Não por outro motivo, no plano nacional, Luiz Carlos Prestes declarou
que o partidão estava no governo com João Goulart, só faltava chegar ao
poder, numa arenga irreal e soberba, que causou problemas
superlativamente artificiais à esquerda no momento da repressão pelo
regime militar de 1964, como de regra, aliás, na biografia do desastrado
“cavaleiro da esperança”. O PCB criou uma ilusão de força e de
representatividade, e acreditou que ela era verdadeira. A cada momento
de testá-la, defrontou-se com a realidade, frustrou-se e encolheu.
Não
que lhe tenham faltado glórias e acertos. Os comunistas tiveram
invariavelmente que enfrentar o preconceito, a má vontade ou o ódio dos
adversários, até mesmo dos que não se lhe opunham abertamente, mas foram
incapazes de consolidar uma democracia autêntica no Brasil, que
resistisse aos desafios sem sair atrás da espada guardada nos quartéis
ou das manobras miseravelmente jurídicas. A ilegalidade a que os
comunistas foram reduzidos na maior parte da sua história é causa tanto
da sua pouca expressão na vida política nacional como do seu encanto, o
fascínio que exerceram sobre milhões de brasileiros ao longo do tempo.
O
golpe vital foi desferido contra o PCB em 1947, menos de dois anos
depois da sua legalização, no auge da guerra fria, pelo governo Dutra
(condestável da ditadura do Estado Novo, foi o primeiro presidente da
redemocratização, antecipando anomalia que seria vivida, 40 anos depois,
por José Sarney, ao fim da ditadura militar), com a participação
decisiva dos bacharéis da UDN, civis em eternas manobras golpistas
(“vivandeiras dos quartéis”, como se dizia).
O
PCB podia ter iniciado nessa época caminhada no rumo da sua
democratização interna e da oxigenação política nacional, à semelhança
do que ocorreria com seu congênere italiano no pós-guerra.
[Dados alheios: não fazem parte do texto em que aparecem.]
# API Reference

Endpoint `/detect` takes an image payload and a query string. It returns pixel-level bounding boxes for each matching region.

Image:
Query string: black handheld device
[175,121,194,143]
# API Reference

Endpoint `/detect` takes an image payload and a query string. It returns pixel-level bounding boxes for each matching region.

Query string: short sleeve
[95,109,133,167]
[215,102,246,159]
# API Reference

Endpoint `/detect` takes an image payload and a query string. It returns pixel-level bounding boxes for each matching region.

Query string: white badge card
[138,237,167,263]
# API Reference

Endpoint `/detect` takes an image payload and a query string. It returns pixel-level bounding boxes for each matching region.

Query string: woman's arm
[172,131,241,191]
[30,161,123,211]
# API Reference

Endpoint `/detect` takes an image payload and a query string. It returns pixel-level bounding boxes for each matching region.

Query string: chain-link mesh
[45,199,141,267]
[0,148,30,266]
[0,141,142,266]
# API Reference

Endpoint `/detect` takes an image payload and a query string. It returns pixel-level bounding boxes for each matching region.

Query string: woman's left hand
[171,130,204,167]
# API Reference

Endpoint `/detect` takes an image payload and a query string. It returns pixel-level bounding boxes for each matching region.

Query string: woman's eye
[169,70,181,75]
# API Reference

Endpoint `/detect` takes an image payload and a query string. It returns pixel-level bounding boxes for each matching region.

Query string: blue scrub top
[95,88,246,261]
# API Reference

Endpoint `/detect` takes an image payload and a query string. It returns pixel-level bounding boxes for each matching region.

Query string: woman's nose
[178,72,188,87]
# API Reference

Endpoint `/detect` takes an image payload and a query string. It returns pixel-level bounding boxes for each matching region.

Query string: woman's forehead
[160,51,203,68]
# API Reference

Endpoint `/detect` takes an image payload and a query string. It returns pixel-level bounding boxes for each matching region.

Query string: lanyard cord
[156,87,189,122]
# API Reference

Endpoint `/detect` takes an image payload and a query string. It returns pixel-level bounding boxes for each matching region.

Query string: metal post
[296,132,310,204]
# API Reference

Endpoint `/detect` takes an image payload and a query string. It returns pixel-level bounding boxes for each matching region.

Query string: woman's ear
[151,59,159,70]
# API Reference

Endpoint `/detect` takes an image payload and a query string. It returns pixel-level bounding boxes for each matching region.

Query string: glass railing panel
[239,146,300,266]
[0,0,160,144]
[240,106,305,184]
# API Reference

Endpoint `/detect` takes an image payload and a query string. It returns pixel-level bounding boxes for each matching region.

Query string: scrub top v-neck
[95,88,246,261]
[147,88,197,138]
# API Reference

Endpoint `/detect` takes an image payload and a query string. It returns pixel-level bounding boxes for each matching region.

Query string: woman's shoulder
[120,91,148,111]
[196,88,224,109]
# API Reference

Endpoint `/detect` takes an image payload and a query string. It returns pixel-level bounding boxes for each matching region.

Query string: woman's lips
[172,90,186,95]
Tinha uma
bancada federal expressiva (com um senador, Prestes, e 14 deputados
federais) e conseguira façanhas localizadas, como a de eleger 18 dos 50
vereadores da Câmara do Distrito Federal, que era ainda o Rio de
Janeiro.
Apesar
do registro que o TSE lhe conferiu e da diplomação que concedeu aos
seus eleitos, o PCB foi declarado ilegal através de uma lei com efeito
retroativo, bem semelhante na mecânica (embora completamente distinta
nos propósitos) da lei da ficha limpa atual. Os maquiavélicos de
algibeira deviam meditar a respeito. Quando se abre exceção para o uso
de meios ilegais, em proveito de fins legítimos, não se está violando a
ordem democrática e continuando a encher de boas intenções o caminho do
inferno?
Alfredo Oliveira não aprofunda nesse sentido o episódio, mas seu livro, até onde um militante pode ser imparcial, aborda as questões que seria preciso suscitar numa história do Partido Comunista Brasileiro no Pará, O livro conquistaria maior público se tivesse metade das páginas, que podiam ser suprimidas sem prejudicar o conteúdo. Ainda assim, merece ser lido: passa a ser fonte de referência indispensável sobre a história republicana do Estado. Ainda que se chegue a uma conclusão diferente – ou oposta – à do autor.